L’avenir d’une élection

070504-RoyalSarkozy.jpgL’avenir d’une élection est toujours prévisible… à posteriori. Le choc de 2002, comme la participation record au premier tour de 2007 peuvent s’expliquer par le fait que les Français sont de plus en plus motivés à se prononcer sur la gestion politique… de leurs vies et enjeux quotidiens. Ce phénomène qu’on pourrait taxer un peu rapidement de montée de l’individualisme est en train de définir la clé de la nouvelle citoyenneté.

Une étude sur l’évolution des mentalités des Français datant de 2005 montrait que ceux-ci appréhendent de la même manière ce qu’ils vivent dans leur quartier, dans leur ville, en France et en Europe. A chacun de ces niveaux, c’est le besoin que les choses bougent pour s’agencer ou se « réagencer » autrement qui réunit les Français. La nouvelle citoyenneté trouve probablement ses racines plus dans le quotidien que dans les convictions.

Nos vies ont changé, nous avons intégré l’incertitude dans nos quotidiens. Individuellement, nous savons que nous devons changer, nous adapter. Collectivement, nous comprenons que nous devrons être français différemment pour trouver notre place dans la mondialisation. Nous ne pourrons plus nous appuyer seulement sur nos statuts et nos voleurs phares. C’est difficile mais nous avons fait sur nous-même le travail personnel qui permet de vivre avec, nous avons agencé différemment nos priorités individuelles et nous sommes en train de le faire pour nos priorités collectives.

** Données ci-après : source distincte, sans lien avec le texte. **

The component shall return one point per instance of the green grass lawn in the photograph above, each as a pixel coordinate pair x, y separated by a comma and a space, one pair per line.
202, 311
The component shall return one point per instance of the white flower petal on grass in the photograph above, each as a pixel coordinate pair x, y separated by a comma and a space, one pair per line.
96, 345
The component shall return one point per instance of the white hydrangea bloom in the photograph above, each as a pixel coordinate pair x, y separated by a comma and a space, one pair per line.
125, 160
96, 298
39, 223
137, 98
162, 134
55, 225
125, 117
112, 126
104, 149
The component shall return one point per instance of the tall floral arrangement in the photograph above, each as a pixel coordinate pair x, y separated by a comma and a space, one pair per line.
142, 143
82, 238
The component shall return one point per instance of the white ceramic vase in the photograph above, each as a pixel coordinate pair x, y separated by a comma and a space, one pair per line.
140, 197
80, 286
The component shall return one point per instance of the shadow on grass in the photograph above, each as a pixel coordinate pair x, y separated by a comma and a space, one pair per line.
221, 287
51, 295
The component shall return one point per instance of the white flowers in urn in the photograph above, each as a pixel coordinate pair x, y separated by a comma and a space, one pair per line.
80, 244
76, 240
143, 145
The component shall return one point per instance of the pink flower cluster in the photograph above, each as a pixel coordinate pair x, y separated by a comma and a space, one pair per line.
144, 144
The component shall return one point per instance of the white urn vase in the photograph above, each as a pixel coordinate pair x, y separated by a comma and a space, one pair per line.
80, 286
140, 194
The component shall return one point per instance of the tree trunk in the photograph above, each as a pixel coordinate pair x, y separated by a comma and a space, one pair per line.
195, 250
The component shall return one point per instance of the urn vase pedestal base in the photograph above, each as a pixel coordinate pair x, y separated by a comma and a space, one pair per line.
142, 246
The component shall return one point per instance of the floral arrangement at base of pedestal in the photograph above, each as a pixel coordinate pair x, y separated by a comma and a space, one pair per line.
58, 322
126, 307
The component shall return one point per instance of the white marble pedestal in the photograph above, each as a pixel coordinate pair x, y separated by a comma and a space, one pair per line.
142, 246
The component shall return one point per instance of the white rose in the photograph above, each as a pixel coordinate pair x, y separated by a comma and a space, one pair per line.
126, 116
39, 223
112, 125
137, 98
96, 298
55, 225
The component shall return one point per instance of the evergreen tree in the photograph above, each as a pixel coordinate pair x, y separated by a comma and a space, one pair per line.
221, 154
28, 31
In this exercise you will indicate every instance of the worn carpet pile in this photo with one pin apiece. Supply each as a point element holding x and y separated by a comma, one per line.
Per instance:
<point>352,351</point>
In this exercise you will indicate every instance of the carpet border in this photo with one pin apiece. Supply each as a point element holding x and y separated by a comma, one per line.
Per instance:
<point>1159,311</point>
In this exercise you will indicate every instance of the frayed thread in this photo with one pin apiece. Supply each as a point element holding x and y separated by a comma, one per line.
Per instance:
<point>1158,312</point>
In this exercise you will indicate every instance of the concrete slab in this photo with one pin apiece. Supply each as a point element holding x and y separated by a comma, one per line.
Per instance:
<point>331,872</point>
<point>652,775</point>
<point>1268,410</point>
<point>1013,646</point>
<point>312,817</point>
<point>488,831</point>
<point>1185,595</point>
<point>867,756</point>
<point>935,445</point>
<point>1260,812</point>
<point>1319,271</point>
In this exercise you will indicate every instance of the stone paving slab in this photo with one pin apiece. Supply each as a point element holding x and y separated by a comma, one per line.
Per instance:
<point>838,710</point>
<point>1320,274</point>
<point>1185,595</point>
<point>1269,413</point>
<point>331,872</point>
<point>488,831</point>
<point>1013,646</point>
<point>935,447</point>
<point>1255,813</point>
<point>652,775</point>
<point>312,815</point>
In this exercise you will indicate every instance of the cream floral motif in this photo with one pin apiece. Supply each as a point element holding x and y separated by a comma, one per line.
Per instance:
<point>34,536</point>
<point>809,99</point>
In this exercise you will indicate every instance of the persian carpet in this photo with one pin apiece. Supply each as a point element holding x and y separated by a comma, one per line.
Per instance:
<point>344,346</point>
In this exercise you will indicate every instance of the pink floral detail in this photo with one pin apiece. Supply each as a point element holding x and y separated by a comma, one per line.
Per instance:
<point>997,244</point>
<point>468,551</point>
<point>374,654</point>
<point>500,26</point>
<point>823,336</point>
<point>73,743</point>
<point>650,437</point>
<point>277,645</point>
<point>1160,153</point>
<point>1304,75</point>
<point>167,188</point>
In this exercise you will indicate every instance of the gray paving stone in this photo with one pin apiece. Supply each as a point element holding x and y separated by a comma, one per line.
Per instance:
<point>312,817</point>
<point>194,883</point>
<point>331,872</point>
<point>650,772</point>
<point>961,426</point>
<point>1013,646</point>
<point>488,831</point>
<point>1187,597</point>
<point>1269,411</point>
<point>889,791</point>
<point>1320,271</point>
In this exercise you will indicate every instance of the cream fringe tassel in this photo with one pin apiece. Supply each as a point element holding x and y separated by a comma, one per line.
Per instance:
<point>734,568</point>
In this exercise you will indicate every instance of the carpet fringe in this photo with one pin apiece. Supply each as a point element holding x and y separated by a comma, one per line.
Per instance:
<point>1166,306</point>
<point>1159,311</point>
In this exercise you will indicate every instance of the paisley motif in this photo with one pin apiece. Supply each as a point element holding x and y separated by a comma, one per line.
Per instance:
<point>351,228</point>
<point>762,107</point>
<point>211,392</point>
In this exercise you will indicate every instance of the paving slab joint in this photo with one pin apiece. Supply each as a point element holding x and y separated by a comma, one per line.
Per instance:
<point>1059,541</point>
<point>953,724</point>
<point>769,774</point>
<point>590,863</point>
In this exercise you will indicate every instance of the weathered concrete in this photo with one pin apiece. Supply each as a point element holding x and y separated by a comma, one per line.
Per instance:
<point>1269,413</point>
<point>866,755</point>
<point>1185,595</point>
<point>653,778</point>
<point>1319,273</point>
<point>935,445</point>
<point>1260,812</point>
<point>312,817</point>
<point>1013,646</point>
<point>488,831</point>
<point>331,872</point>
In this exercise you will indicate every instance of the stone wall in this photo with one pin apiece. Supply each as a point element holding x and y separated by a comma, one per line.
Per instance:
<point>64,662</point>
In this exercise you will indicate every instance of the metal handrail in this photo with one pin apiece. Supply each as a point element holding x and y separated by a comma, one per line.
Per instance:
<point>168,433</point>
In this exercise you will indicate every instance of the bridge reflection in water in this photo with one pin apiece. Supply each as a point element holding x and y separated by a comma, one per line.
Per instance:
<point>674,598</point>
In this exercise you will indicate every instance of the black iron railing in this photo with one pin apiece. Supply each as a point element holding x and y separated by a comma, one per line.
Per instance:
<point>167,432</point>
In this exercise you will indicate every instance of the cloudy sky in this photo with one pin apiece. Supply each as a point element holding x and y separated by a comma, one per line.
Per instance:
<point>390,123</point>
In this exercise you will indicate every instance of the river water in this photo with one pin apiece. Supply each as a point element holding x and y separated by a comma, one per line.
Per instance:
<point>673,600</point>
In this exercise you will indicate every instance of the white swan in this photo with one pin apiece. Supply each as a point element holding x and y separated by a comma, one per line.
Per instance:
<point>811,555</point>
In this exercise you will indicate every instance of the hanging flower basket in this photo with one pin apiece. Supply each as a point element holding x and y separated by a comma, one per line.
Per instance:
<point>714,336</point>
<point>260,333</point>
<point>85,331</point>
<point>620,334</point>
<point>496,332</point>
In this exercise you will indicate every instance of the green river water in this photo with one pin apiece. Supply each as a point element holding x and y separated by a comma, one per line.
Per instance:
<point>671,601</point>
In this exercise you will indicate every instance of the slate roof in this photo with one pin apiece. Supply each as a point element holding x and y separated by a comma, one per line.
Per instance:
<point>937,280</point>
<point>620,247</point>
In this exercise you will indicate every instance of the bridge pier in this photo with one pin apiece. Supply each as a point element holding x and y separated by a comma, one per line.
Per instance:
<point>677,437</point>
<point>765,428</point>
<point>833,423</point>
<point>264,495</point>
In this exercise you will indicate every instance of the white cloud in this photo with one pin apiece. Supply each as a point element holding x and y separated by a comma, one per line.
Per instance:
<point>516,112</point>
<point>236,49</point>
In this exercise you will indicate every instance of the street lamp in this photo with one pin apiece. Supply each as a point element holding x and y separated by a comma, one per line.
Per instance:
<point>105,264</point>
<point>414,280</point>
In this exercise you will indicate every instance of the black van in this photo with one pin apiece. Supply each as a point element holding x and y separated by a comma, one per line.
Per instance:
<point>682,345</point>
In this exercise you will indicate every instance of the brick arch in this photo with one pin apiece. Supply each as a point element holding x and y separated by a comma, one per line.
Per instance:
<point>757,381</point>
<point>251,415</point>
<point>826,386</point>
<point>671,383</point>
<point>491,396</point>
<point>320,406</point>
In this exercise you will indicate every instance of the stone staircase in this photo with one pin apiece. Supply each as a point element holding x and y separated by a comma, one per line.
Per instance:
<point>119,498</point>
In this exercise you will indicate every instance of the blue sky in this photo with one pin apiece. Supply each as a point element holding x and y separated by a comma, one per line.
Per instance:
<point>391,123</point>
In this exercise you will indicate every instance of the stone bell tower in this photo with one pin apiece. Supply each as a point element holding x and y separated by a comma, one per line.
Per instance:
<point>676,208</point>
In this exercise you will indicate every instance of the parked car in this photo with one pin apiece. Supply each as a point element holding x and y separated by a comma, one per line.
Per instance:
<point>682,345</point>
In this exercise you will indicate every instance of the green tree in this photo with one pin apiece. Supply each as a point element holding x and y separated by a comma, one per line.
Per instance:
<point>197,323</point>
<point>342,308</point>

Dans le monde tel qu’il est aujourd’hui, chacun d’entre nous comme personne, comme citoyen, comme consommateur doit réagir à plus d’informations, de sollicitations, de difficultés et de voies de solutions. De ce fait nous devenons tous à la fois plus vigilants et plus angoissés face à l’avenir. Cela parce que nous avons de plus en plus de moyens et d’occasions de l’être. Plus nous sommes incertains, plus nous sommes impliqués, plus nous sommes exigeants.

Face à ce mouvement qui n’est pas spécifique à la France mais touche progressivement l’ensemble du monde, les deux candidats à la Présidence proposent de rompre avec le passé et de remettre en ordre la société. Toutefois, quel que soit le résultat du second tour, une moitié de la France sera déçue et inquiète, parce que le Président élu n’incarnera pas la posture face à l’avenir dans laquelle ils avaient placé leur espoir. Mais à bien y regarder l’un et l’autre s’attacheront – comme ils l’ont promis - à répondre à la même question : comment faire partager à la France entière le sentiment et la réussite d’une rupture avec ce qui nous empêchait de trouver une place dans l’Europe, dans le Monde et dans l’avenir.

Lors des présidentielles 2007 l’exigence collective s’est manifestée pour la première fois de manière aussi forte et claire. Mais ni les Français dans leur ensemble, ni les dirigeants politiques ne sont encore en mesure de dire vers quelles orientations cette exigence doit être dirigée. Sans répondre à cette question, on peut tout de même dire qu’il nous faudra composer un avenir entre les trois côtés d’un triangle : la France, le Monde, l’Incertitude.

Ce qui frappe dans la vie moderne, c’est que l’avenir apparaît moins lointain qu’auparavant. De l’accélération des changements naissent des inquiétudes plus stressantes et plus complexes, mais naissent aussi des envies de participer différemment. Dans les cent jours qui suivront l’élection nous aurons l’occasion de voir si la rupture souhaitée par les candidats saura répondre à la rupture que nous vivons avec notre futur devenu si incertain.